Welcome to the General_Math_Applications repository! This space is designed to offer users a detailed look into a variety of mathematical methodologies, paired with their practical Python implementations. With modules ranging from Convex Optimization to Wavelets, the repository stands as a resource-rich platform for those interested in the crossroads of mathematics and computational applications.

Contents:

• Convex Optimization: This module employs the CVXPY Python package for optimization tasks, covering linear and quadratic programming. The project showcases CVXPY's capability to address challenges, such as optimizing dietary choices based on constraints.

• Differentiation: Focusing on the variations of functions using derivatives, this module provides insights into symbolic derivatives and numerical approximations. Supported by tools like numpy, sympy, and matplotlib, it demonstrates the implementation and visualization of differentiation techniques.

• Fourier Transform: This project delves into the Fourier transform, emphasizing its role in signal decomposition. With a focus on sound waves, it introduces the PeriodicSampling and SoundWave classes, aiding in the application and visualization of Fourier transformations.

• Gaussian Quadrature: An in-depth look at the Gaussian Quadrature method for approximating definite integrals, this module uses orthogonal polynomials, such as Legendre and Chebyshev. By harnessing the Jacobi Matrix, it provides a comparison of the precision of Gaussian Quadrature with actual integral values.

• Monte Carlo Integration: Adopting the Monte Carlo methods, this module is designed to estimate multi-dimensional integrals where traditional techniques fall short. The module covers areas such as volume estimation of n-dimensional unit balls and emphasizes the adaptability of Monte Carlo methods in high-dimensional integration tasks.

• Polynomial Interpolation: Exploring numerical analysis, this project centers on the Lagrange and Barycentric interpolation methods. Highlighting the construction of the Lagrange interpolating polynomial and the efficiency of the Barycentric method, the module also demonstrates real-world applications, such as air quality data interpolation.

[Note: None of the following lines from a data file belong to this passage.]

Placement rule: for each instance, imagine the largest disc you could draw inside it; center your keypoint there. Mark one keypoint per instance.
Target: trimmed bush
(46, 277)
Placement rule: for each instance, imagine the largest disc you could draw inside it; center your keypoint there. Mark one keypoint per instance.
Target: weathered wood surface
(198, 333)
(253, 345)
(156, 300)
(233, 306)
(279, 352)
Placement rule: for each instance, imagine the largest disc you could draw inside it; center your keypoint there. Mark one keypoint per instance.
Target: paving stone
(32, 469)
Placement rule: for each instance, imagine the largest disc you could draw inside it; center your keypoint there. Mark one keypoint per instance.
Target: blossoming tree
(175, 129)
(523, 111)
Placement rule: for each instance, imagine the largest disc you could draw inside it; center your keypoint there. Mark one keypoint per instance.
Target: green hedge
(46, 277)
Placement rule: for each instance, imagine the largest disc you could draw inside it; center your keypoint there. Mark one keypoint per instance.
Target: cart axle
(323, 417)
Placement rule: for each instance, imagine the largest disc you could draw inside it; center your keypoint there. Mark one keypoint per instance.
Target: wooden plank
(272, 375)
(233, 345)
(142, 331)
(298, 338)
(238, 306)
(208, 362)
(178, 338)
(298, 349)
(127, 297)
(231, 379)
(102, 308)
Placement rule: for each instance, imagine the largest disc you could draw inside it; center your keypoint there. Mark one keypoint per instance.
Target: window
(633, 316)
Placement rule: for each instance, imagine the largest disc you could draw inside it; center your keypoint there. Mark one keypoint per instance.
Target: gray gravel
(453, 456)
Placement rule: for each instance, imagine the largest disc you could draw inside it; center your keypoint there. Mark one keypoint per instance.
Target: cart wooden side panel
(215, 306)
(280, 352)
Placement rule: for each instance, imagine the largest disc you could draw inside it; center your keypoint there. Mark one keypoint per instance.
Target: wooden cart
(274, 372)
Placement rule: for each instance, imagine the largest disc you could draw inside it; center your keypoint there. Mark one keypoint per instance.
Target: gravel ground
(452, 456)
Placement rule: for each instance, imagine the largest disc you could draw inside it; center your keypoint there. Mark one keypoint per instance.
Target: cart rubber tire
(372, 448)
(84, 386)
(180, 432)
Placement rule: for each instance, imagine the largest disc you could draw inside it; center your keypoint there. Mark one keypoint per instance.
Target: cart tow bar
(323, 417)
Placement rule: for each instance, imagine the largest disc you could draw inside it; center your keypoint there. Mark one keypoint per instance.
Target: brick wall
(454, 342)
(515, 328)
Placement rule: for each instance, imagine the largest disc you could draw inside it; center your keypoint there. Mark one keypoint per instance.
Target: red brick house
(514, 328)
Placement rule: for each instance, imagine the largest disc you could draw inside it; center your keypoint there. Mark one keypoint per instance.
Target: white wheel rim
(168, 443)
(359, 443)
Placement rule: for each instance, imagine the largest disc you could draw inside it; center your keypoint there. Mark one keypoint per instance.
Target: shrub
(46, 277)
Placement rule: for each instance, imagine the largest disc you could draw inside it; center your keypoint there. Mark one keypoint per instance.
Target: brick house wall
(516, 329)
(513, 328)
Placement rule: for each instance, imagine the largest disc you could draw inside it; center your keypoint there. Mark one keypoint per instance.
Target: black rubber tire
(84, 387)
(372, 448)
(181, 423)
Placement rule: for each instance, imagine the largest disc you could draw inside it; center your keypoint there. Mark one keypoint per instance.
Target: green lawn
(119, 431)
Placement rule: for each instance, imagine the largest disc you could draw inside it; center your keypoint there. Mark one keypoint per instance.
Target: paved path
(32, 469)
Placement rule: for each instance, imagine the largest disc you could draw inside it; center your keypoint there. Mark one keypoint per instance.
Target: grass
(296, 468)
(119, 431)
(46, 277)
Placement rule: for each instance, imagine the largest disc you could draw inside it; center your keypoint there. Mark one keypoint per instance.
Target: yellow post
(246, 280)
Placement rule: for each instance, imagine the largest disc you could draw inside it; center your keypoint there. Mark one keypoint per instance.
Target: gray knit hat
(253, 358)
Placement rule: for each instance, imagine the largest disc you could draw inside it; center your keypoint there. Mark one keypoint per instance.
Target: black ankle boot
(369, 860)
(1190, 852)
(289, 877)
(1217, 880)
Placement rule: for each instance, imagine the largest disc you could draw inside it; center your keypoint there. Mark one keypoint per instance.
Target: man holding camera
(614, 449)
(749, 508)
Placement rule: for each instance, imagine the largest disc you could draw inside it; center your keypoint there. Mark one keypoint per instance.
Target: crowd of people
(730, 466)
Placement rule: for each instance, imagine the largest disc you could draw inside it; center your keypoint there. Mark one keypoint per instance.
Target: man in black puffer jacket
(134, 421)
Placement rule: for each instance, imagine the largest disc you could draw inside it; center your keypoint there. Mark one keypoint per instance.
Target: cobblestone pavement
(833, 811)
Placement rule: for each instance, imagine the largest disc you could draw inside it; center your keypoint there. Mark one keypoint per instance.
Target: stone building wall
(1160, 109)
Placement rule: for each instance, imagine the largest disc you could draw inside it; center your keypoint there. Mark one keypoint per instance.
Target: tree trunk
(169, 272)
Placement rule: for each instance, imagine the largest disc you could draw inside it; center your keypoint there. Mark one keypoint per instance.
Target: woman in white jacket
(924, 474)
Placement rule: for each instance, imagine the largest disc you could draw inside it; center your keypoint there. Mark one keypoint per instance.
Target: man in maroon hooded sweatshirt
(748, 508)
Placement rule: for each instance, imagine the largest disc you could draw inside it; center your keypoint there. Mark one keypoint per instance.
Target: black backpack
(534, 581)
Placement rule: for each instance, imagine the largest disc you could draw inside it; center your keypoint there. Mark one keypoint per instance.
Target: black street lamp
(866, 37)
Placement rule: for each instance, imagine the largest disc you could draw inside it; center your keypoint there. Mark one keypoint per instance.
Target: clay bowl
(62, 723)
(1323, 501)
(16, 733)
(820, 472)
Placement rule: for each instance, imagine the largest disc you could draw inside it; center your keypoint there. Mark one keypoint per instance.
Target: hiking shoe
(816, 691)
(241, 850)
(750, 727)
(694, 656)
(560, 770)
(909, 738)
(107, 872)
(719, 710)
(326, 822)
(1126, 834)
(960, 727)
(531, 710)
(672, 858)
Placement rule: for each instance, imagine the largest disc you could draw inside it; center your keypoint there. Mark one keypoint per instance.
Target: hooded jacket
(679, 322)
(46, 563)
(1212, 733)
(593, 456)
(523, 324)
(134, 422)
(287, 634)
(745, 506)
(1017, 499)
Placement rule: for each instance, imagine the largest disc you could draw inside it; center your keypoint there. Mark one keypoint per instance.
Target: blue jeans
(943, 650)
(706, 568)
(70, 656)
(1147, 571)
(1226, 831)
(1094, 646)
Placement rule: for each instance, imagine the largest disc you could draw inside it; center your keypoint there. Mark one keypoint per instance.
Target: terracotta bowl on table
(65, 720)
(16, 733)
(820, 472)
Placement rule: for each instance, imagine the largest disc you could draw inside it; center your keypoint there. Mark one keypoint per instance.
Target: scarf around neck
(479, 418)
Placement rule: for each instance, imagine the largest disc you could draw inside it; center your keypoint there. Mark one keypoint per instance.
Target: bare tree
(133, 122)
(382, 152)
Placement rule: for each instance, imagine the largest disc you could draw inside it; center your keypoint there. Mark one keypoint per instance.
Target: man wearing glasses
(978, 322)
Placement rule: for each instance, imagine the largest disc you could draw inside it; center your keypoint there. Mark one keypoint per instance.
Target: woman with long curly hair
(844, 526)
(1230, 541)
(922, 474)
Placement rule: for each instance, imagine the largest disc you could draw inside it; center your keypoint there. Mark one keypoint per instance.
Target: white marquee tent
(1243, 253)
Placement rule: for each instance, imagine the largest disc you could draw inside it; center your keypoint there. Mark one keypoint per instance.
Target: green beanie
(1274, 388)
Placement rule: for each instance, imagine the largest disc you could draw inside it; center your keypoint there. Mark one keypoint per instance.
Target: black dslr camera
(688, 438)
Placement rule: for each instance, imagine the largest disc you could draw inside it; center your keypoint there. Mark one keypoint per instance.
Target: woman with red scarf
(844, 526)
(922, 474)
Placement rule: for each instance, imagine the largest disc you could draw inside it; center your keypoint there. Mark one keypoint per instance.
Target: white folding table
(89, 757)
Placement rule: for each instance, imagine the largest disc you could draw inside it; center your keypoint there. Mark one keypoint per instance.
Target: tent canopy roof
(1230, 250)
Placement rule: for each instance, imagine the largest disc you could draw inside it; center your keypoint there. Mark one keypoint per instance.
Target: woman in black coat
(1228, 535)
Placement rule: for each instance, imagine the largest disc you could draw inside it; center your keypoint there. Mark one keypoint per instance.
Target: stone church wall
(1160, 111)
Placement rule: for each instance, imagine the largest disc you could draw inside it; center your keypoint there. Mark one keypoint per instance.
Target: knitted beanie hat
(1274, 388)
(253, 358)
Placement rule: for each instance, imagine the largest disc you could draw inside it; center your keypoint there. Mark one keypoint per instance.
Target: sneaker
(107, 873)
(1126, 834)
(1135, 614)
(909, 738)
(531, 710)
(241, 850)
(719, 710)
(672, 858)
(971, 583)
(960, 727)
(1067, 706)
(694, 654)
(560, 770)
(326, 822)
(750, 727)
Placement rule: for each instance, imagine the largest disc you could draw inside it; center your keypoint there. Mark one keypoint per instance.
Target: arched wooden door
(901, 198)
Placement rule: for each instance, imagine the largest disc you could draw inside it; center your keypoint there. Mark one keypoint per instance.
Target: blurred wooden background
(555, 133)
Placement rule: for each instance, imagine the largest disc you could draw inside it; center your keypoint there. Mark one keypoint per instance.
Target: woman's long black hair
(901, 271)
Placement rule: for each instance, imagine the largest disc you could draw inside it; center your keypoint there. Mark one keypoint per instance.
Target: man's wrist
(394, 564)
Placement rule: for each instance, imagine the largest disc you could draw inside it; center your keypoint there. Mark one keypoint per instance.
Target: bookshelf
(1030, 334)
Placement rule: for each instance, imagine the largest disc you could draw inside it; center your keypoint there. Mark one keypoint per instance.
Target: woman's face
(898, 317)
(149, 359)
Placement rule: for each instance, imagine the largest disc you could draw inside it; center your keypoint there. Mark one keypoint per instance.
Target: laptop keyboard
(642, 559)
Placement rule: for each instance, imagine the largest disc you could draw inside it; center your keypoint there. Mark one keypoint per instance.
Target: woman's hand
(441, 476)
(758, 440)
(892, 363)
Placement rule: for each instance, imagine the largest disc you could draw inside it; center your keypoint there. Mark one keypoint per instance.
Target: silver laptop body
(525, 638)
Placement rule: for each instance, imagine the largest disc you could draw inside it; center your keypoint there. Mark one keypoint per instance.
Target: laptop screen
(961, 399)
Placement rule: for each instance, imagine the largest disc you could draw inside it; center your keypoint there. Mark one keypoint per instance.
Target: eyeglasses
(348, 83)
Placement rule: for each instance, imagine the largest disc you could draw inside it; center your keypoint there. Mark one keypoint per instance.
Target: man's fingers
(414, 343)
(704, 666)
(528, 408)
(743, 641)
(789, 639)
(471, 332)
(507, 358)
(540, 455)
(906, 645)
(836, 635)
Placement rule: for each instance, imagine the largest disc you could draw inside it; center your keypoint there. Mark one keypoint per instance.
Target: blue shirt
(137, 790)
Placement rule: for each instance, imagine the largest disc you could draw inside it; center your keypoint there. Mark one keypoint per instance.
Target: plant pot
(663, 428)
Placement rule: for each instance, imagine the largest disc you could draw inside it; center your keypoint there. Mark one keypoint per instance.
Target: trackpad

• Wavelets: Presented within a Jupyter Notebook, this module offers an exploration of wavelets for signal and image analysis. With classes like "WaveletTransform", "Signal", and "Image", the project details applications in signal denoising and image compression, ensuring user-friendly interaction with the content.

I invite users to dive into each module and benefit from the blend of mathematical concepts and their corresponding computational applications.